Cohort (lat. cohors, gr. speira), troepeneenheid van
het romeinse leger; de term cohort komt in zes verschillende verbanden voor:
(1) cohort, het tiende deel - en sinds Marius de tactische basiseenheid - van het uit romeinse burgers bestaande legioen.
(2) cohortes auxiliares, eenheden van 500 (quingenariae) of 1000 (miliariae) manschappen die de
auxilia vormden, hulptroepen bestaande uit rijksonderdanen
die het romeinse burgerrecht misten.
Zulke c.en werden aan de romeinse legioenen toegevoegd of als zelfstandige bezettingstroepen gebruikt. De meeste werden genoemd naar het volk waaruit ze gevormd waren (bv. cohortes Batavorum, cohors Macedonica), soms met toevoeging van eretitels als pia fidelis, victrix.
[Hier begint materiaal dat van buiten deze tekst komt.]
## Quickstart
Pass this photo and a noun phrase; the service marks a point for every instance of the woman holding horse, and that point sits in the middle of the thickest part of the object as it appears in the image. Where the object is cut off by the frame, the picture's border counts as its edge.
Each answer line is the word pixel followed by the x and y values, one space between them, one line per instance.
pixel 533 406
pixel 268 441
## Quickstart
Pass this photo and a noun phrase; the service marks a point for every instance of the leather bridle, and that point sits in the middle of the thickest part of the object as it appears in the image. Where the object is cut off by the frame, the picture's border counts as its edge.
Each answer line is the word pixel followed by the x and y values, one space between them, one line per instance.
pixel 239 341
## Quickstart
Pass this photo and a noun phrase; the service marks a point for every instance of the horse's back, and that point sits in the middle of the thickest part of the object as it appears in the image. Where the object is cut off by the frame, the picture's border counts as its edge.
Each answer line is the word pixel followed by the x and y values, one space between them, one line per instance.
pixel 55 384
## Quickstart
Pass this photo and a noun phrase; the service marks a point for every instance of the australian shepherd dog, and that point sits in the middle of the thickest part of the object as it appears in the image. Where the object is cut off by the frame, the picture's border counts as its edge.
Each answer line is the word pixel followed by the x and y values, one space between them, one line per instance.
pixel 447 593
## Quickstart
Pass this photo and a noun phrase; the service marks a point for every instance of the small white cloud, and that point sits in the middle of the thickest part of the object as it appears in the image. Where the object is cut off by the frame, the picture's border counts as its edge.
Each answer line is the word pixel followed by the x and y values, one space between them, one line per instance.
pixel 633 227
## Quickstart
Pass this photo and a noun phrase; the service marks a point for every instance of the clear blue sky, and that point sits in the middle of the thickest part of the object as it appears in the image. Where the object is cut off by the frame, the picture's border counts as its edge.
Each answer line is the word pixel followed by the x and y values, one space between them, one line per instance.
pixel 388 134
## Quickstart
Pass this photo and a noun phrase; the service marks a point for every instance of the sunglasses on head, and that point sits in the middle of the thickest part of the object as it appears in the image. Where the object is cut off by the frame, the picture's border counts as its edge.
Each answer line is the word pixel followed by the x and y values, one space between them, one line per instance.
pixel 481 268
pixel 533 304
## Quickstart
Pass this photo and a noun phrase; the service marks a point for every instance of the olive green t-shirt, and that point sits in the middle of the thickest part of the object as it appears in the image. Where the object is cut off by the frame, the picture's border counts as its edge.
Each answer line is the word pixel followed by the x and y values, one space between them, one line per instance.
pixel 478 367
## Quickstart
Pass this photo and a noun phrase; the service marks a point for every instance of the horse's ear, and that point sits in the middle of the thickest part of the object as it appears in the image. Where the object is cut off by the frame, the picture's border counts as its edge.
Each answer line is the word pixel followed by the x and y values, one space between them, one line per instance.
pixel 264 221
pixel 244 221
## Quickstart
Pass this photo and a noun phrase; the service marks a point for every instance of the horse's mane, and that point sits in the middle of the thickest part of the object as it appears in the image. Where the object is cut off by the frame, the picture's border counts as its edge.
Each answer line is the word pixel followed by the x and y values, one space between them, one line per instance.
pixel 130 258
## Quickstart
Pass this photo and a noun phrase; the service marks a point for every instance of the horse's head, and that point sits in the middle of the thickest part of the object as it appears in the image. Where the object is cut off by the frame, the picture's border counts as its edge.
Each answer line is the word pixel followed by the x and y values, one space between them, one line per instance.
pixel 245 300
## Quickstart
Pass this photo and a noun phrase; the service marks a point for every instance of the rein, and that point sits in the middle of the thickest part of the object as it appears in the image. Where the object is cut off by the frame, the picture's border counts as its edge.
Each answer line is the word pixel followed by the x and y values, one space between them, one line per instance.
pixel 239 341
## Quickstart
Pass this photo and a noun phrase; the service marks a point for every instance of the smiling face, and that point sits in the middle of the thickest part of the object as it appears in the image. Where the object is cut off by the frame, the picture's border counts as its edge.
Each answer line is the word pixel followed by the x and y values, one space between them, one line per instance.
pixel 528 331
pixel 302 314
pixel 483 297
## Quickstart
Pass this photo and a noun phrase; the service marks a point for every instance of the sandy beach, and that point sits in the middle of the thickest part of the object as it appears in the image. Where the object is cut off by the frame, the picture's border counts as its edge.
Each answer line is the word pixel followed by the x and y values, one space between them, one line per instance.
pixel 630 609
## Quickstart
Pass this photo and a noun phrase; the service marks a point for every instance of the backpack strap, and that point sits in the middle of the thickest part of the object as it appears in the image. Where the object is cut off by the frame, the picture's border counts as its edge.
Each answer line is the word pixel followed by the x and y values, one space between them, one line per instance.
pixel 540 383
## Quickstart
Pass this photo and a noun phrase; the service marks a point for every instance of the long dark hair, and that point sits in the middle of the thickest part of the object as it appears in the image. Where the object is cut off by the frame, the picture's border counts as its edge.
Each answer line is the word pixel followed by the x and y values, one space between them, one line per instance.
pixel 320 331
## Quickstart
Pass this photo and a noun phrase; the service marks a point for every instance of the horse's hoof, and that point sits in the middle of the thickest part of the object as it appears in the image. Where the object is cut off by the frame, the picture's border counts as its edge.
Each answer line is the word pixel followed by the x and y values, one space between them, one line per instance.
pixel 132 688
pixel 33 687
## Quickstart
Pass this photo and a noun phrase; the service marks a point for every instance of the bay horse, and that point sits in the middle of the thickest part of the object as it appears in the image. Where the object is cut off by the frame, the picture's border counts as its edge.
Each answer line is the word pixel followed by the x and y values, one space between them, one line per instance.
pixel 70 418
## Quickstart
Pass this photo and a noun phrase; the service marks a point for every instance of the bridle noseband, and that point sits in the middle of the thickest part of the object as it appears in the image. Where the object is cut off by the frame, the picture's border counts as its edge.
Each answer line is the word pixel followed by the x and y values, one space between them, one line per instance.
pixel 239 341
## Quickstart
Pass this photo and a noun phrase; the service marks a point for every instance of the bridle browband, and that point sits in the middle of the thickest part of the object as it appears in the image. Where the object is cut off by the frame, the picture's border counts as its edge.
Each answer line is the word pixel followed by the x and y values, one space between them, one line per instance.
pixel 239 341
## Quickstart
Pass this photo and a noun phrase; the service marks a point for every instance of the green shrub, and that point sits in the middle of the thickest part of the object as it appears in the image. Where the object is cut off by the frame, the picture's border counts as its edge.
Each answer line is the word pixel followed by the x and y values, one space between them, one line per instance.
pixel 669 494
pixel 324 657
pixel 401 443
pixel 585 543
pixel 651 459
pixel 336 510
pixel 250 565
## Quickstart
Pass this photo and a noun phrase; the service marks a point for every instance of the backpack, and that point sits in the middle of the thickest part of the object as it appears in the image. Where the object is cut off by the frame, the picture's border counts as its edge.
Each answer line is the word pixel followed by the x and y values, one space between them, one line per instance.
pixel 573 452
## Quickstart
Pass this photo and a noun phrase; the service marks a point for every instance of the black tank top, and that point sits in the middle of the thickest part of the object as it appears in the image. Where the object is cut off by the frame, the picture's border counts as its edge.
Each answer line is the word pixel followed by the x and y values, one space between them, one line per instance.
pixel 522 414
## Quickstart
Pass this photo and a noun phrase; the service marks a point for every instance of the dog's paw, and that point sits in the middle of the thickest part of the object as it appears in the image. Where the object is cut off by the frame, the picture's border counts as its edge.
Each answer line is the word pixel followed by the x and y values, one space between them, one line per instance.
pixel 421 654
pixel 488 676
Ze stonden onder commando van praefecti, gewoonlijk aanzienlijke leden van het volk waaruit de manschappen waren gelicht, of tribuni.
(3) cohortes voluntariorum civium Romanorum,
meestal in Italië gelichte en daarnaar genoemde
vrijwilligersc.en van romeinse burgers; hun dienst
was lichter dan die der legioensoldaten.
(4) cohortes praetorianae, de negen cohorten waaruit de
lijfgarde van de keizer bestond; de praetorianen.
(5) cohortes urbanae, de door keizer Augustus in
27 vC opgerichte hoofdstedelijke politie; deze bestond ten tijde
van Tiberius uit drie, sinds
Vespasianus uit zes cohorten
van elk 1000 man, waarvan er één in
Carthago en één in Lugdunum lag. Het commando
berustte sinds 17 nC bij de praefectus urbi, die
ook uitgebreide rechterlijke bevoegdheden bezat.
(6) cohortes vigilum, de door Augustus in 6 nC op
gerichte romeinse brandweer, bestaande uit zeven
c.en van 1000 a 1200 man; elke c. had de zorg voor
twee van de 14 stadsrayons. Het commando was in
handen van de praefectus vigilum, die door de keizer werd benoemd.